広い都市部で、生身ひとつで巨大なクリーチャーと戦うことを魅力とする『地球防衛軍』シリーズ。2003年に「SIMPLE 2000」シリーズとしてリリースされて以来、シンプルにして豪快、そして戦略性あるゲームプレイの魅力を発揮し続けており、ついにPS5にて『地球防衛軍6』が上陸します。
本作は東京ゲームショウ2021(以下、TGS2021)のオフライン会場にてデモが展示されており、(入場者は)新たな戦いの模様をゲームプレイで体感することができます。そこには変わらない魅力が……というより、むしろどんどん進化する周囲のAAAタイトルをよそに、あんまり変わらないがゆえの本質的なゲームの良さを感じさせるものとなっていました。
前作から3年。人類のつかの間の平和から、新たな戦いが始まる
前作『地球防衛軍5』 における、地球の侵略者「プライマー」との戦いが終結した2024年。地球に平和が戻りました。しかし戦いの傷は深く、地球人口はなんと一割にまで減少。文明崩壊の危機に直面していました。
それから3年の月日が流れた2027年。以前の戦いで、プライマーが使役していた多くのエイリアンは、実は地球に置き去りされていたのです。
彼らは生き延びるために集団を作って街を占拠。人類との衝突を繰り返し、互いは疲弊していくばかりでした。さらには侵略生物が地球で繁殖を続けており……。
そうした危機的な状況なのもあり、『地球防衛軍6』ではまるで『北斗の拳』や『AKIRA』のような荒廃した都市が初めて舞台となっています。
『地球防衛軍』シリーズといえば、かつてPS2が処理落ちするほどの膨大な巨大なアリとの戦いによって、プレイヤーに「これ本当に勝てるのか?」と絶望を感じさせたものでした。しかし今回はじわじわ疲弊し、朽ちていく世界という絶望も加わっているのです。
海外TPSにフィーリングを近づけたアクション
EDF隊員のアクションムーブも若干の変化がありました。悲壮感が漂う世界観に合わせているのか、今まではあまり導入してこなかった海外TPSみたいなムーブが追加されています。瓦礫の町を飛び越えたり、登ったりする細やかなムーブが行われるようになり、ある意味で崩壊していく世界観の手触りを感じさせるようになっております。

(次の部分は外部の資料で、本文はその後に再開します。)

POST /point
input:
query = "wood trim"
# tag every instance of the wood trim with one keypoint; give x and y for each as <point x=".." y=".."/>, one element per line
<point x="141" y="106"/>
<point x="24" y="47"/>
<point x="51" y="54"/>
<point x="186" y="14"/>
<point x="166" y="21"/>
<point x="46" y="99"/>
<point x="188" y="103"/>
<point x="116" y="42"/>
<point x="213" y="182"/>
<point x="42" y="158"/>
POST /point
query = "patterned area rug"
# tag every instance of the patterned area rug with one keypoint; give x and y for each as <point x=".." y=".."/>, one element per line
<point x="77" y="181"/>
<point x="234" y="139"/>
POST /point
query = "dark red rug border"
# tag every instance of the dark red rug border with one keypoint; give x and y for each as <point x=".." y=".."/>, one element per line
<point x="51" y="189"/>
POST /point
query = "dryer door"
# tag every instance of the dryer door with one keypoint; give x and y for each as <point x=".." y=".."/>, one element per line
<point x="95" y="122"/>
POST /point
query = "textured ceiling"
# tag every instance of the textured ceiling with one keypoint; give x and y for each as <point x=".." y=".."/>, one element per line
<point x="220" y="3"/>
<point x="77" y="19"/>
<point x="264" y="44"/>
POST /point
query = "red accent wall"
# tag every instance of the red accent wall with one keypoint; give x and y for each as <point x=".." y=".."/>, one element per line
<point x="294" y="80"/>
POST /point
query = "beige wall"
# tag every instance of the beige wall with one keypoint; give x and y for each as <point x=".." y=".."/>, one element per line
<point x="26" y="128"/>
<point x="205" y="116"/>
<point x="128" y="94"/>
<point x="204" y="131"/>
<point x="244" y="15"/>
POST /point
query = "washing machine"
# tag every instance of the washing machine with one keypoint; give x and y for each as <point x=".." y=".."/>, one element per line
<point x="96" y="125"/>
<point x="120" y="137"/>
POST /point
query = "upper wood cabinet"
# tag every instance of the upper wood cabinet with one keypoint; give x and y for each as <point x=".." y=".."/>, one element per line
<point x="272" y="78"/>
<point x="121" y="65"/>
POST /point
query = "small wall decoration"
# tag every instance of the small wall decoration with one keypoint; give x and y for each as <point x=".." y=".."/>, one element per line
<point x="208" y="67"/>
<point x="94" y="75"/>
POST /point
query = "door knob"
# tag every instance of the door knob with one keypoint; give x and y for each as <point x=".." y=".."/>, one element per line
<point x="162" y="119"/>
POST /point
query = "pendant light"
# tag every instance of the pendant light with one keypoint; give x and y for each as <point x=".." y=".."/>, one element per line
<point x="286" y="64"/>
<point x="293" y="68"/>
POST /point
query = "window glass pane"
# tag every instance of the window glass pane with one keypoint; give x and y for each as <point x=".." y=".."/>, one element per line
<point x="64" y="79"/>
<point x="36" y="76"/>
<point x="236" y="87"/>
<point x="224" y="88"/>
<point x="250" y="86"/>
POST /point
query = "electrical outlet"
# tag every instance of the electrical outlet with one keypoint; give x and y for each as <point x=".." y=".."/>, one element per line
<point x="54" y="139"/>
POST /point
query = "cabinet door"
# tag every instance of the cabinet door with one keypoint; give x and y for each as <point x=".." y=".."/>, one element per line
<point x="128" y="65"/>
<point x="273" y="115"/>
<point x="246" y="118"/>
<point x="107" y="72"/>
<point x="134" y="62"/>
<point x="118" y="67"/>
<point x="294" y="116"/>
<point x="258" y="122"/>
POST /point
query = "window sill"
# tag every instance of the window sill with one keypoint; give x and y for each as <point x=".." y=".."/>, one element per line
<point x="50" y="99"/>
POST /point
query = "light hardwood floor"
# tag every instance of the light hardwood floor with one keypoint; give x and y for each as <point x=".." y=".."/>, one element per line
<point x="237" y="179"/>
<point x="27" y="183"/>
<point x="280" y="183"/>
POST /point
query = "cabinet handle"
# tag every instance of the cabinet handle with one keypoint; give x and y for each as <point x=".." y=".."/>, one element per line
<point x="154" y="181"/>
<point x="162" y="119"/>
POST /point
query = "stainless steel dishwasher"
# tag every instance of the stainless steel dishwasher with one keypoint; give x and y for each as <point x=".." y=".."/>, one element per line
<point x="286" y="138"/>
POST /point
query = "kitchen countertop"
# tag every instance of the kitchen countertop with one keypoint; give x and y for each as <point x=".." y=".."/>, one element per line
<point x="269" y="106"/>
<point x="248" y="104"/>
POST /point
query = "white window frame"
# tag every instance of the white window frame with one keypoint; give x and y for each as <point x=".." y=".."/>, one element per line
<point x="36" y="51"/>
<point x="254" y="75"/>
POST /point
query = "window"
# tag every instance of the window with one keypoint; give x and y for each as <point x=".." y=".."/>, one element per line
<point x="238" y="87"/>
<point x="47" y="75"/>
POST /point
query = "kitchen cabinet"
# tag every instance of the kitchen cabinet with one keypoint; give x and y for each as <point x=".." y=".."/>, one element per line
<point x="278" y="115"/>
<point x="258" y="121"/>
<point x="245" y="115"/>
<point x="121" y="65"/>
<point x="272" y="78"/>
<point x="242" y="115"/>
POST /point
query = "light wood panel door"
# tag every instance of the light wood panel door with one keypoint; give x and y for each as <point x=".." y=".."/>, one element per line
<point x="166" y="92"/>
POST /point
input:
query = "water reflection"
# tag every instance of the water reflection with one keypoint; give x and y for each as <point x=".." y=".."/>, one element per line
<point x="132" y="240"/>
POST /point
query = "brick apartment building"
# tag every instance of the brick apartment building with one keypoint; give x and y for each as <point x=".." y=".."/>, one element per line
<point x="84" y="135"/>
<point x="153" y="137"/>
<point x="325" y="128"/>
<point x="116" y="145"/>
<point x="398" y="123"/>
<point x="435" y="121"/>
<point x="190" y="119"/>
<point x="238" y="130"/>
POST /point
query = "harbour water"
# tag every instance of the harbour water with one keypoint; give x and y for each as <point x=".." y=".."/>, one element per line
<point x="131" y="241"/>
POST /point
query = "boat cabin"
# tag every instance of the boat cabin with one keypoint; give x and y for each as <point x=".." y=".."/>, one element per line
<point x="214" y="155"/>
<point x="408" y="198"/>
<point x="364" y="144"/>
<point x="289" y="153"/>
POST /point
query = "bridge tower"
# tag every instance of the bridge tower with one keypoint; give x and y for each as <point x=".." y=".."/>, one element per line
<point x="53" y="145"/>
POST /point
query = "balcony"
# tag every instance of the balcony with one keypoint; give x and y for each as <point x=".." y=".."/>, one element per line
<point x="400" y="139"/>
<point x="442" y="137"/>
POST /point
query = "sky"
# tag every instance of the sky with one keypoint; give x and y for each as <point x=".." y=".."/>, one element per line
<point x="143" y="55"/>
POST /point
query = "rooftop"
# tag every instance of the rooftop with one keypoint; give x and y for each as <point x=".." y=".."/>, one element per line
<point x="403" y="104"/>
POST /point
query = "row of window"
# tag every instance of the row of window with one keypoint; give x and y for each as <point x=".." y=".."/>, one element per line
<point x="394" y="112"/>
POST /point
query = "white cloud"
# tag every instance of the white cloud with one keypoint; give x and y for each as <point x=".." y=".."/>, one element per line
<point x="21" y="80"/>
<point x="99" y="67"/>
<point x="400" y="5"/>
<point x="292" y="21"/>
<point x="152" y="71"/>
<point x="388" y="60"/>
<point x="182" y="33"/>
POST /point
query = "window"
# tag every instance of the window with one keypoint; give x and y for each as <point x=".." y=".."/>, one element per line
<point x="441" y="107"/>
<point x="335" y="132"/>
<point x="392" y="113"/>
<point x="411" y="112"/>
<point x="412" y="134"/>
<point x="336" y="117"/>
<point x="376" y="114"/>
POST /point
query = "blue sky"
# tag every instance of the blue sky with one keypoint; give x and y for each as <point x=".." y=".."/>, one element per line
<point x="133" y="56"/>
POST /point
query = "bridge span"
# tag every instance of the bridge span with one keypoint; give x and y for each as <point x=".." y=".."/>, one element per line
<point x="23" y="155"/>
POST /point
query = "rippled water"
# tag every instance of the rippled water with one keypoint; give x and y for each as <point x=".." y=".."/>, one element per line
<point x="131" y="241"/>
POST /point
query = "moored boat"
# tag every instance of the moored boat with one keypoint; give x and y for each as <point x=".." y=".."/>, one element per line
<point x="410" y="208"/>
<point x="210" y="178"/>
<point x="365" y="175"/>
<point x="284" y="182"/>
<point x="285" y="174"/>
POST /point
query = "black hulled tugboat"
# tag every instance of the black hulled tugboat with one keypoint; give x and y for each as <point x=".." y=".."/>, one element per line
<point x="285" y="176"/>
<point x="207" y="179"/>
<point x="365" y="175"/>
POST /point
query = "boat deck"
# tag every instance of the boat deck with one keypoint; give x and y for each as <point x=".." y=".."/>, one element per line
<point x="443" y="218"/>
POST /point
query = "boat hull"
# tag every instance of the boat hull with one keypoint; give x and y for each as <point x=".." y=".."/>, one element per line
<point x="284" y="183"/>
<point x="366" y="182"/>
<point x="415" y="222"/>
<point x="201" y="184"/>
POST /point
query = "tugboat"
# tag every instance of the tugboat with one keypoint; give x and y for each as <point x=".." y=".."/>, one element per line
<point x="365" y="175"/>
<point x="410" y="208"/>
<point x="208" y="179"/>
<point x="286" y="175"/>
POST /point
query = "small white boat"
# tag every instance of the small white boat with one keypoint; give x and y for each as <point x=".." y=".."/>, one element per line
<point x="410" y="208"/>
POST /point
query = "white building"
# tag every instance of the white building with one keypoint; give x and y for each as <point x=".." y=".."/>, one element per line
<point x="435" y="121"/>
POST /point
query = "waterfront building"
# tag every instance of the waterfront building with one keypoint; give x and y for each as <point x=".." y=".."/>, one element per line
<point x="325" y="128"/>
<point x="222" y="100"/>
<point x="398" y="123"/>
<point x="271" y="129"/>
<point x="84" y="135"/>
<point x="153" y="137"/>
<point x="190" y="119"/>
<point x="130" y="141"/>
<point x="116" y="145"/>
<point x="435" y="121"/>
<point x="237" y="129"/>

基本となる歩兵「レンジャー」をはじめ、空飛ぶ兵士「ウイングダイバー」、装甲を固めた「フェンサー」といったクラスが引き続き登場します。絶望的な状況下で他の隊員たちとの交信も健在ながら、どこか終わりゆく世界を感じさせる空気感が増していると言えるでしょう。
とはいえSIMPLEの魂は変わらない
さて、ここまでは「朽ちていく世界観」「海外TPSを思わせるムーブ」と、まさかの『地球防衛軍』まで無暗にシリアスになってしまったのか!? と思うかも知れませんが、ホッとするのは、いい意味でSIMPLEシリーズ時代から続く、B級のシンプルさが残ってくれていることですね。
巨大な敵を遠距離からミサイルを使って戦う基本は、今回も健在。ビルをぶっ壊しながら敵と距離を取り、いかにチクチクと撃破していくかという緊張感は変わりありません。
なにより『地球防衛軍』にうっすらと存在する “絶望的な展開が行きすぎて、シリアスな笑いになる”感覚がすごく良いです。先述した終わりゆく世界のムードと相反する、どこかズレた感じといいますか。
たとえば夕焼けの向こう側で、朽ちゆくビルの奥に待ち構えるエイリアンが変な体型の巨大カエルというのは、筆者にとっては『地球防衛軍』ならではの絵面だったりします。独特のズレや奇妙さがすこし笑いを誘う感覚があり、本作のゲームプレイは過去作よりも絶望感があるのだけど、どこかB級映画を観るような喜びに満ちています。
『地球防衛軍6』はPS5/PS4にて、2022年にリリースを予定しています。